The FDA approved the cholesterol-fighting drug Liptruzet Friday, despite criticism from cardiologists that studies have not shown the drug to be effective in lowering patients' chances of developing heart disease.

“This is extremely surprising and disturbing,” Dr. Steven E. Nissen, chairman of the department of cardiovascular medicine at Cleveland Clinic, told The New York Times.

The drug is a combination of Merck’s Zetia, which lowers low-density lipoprotein (LDL), with the generic version of Pfizer’s bestseller Lipitor that lost its patent protection in 2011.

Zetia and Vytorin, which combined Zetia with the older statin Zocor, have been on the market for a decade despite a lack of evidence that the drugs are capable of reducing heart disease.
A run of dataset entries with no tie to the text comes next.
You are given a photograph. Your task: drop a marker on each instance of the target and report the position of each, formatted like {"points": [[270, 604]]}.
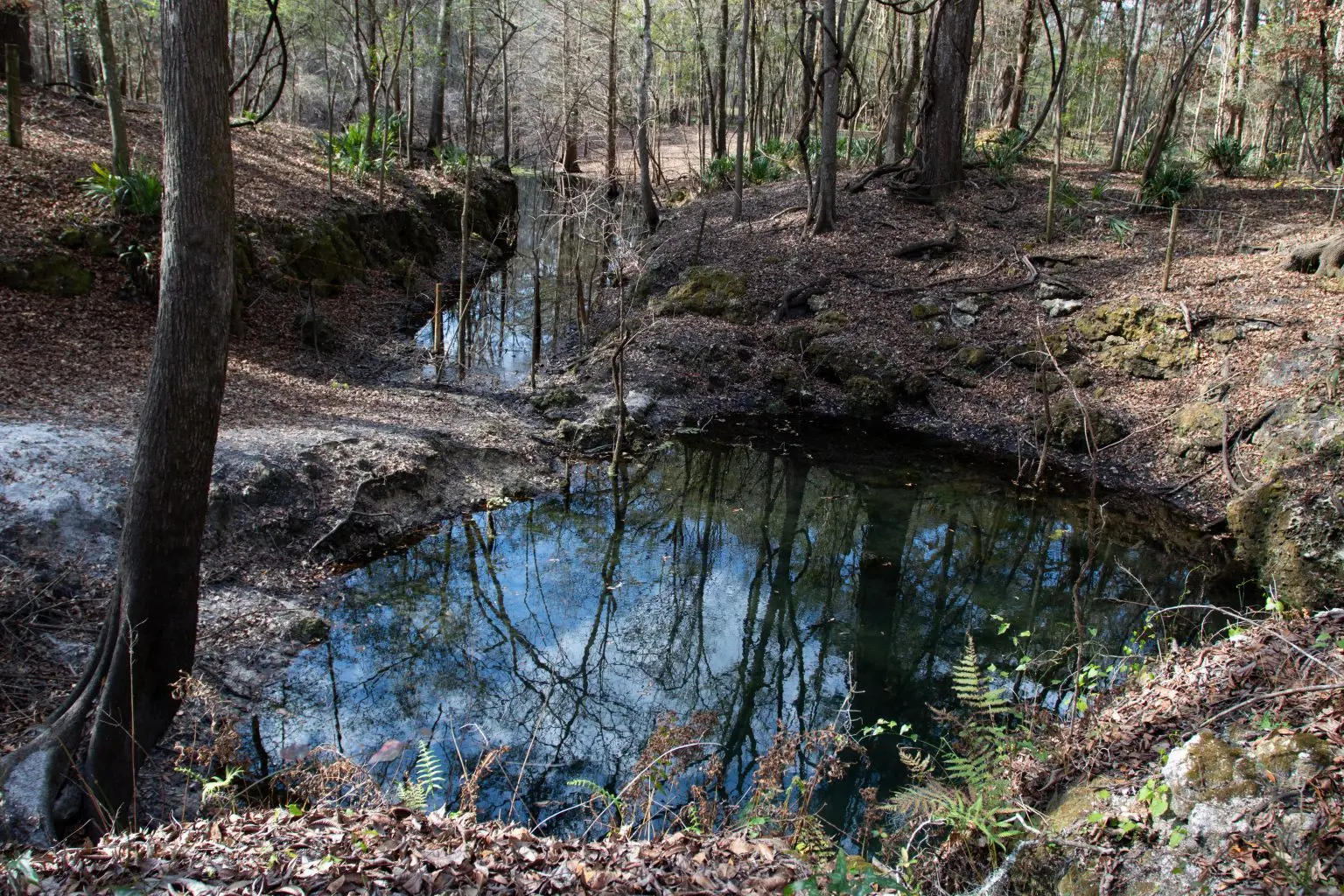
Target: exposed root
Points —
{"points": [[1324, 256]]}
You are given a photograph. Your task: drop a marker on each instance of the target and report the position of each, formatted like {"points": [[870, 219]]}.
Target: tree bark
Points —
{"points": [[112, 85], [824, 211], [153, 614], [15, 30], [77, 39], [942, 113], [1018, 93], [1171, 103], [436, 102], [1130, 88], [742, 108], [649, 207]]}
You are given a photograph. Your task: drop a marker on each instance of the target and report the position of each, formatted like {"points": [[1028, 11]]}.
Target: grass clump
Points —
{"points": [[1173, 182], [137, 192], [348, 150], [1226, 156]]}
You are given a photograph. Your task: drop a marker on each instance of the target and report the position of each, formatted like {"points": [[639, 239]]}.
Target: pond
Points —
{"points": [[761, 580], [569, 234]]}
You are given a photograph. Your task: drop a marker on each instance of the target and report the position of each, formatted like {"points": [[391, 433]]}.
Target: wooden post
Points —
{"points": [[1171, 248], [438, 321], [15, 112]]}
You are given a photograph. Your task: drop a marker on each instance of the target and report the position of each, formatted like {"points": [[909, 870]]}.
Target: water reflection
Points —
{"points": [[567, 236], [752, 584]]}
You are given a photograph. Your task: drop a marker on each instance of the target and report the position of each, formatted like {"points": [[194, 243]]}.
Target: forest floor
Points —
{"points": [[313, 442]]}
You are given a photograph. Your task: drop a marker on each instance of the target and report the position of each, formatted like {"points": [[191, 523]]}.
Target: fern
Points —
{"points": [[425, 780]]}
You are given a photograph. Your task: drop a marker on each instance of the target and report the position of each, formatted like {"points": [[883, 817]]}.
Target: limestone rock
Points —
{"points": [[1208, 768]]}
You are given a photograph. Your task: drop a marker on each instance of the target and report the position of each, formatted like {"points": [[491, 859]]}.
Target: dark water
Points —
{"points": [[569, 236], [756, 584]]}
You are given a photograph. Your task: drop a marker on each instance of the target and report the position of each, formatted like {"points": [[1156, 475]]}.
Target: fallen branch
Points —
{"points": [[944, 243], [1007, 288], [859, 185], [1273, 695]]}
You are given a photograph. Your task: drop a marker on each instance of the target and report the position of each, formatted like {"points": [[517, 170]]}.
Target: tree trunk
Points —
{"points": [[15, 30], [742, 108], [1018, 93], [80, 69], [153, 612], [116, 117], [900, 102], [824, 213], [649, 207], [1130, 89], [1173, 92], [1250, 24], [611, 94], [721, 100], [436, 101], [942, 115]]}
The FDA defended the decision, saying “Liptruzet is a combination of two currently marketed drugs that effectively lower elevated levels of LDL cholesterol,” according to The New York Times.

In particular, Liptruzet is designed to target the production of cholesterol in the liver as well as inhibiting the absorption of cholesterol in the digestive tract.

According to Medical News Today, Merck has admitted that Liptruzet has not been shown to lower the risk of cardiovascular disease, including stroke and heart attack.

Forbes reports Nissen as stating that the move “does not make any sense,” saying that he finds it “astonishing” that the FDA would “approve another combination product with a drug that has been on the market for a decade and has not been shown to improve cardiovascular outcomes.”

Such a decision, Nissen argues, reflects a focus not on the endgame of curing cardiovascular disease, but rather a distraction on “surrogate endpoints” such as lowering cholesterol levels.

The approval could offer a boost to Mercks’ flagging cholesterol franchise, which includes a fall of sales of both Vytorin and Zetia since 2007 from annual combined sales of $5 billion to $4.4 billion in 2012, according to company filings.

In all, more than 42 million Americans suffer from high cholesterol, according to Medical News Today, with 63 million more living with borderline high cholesterol.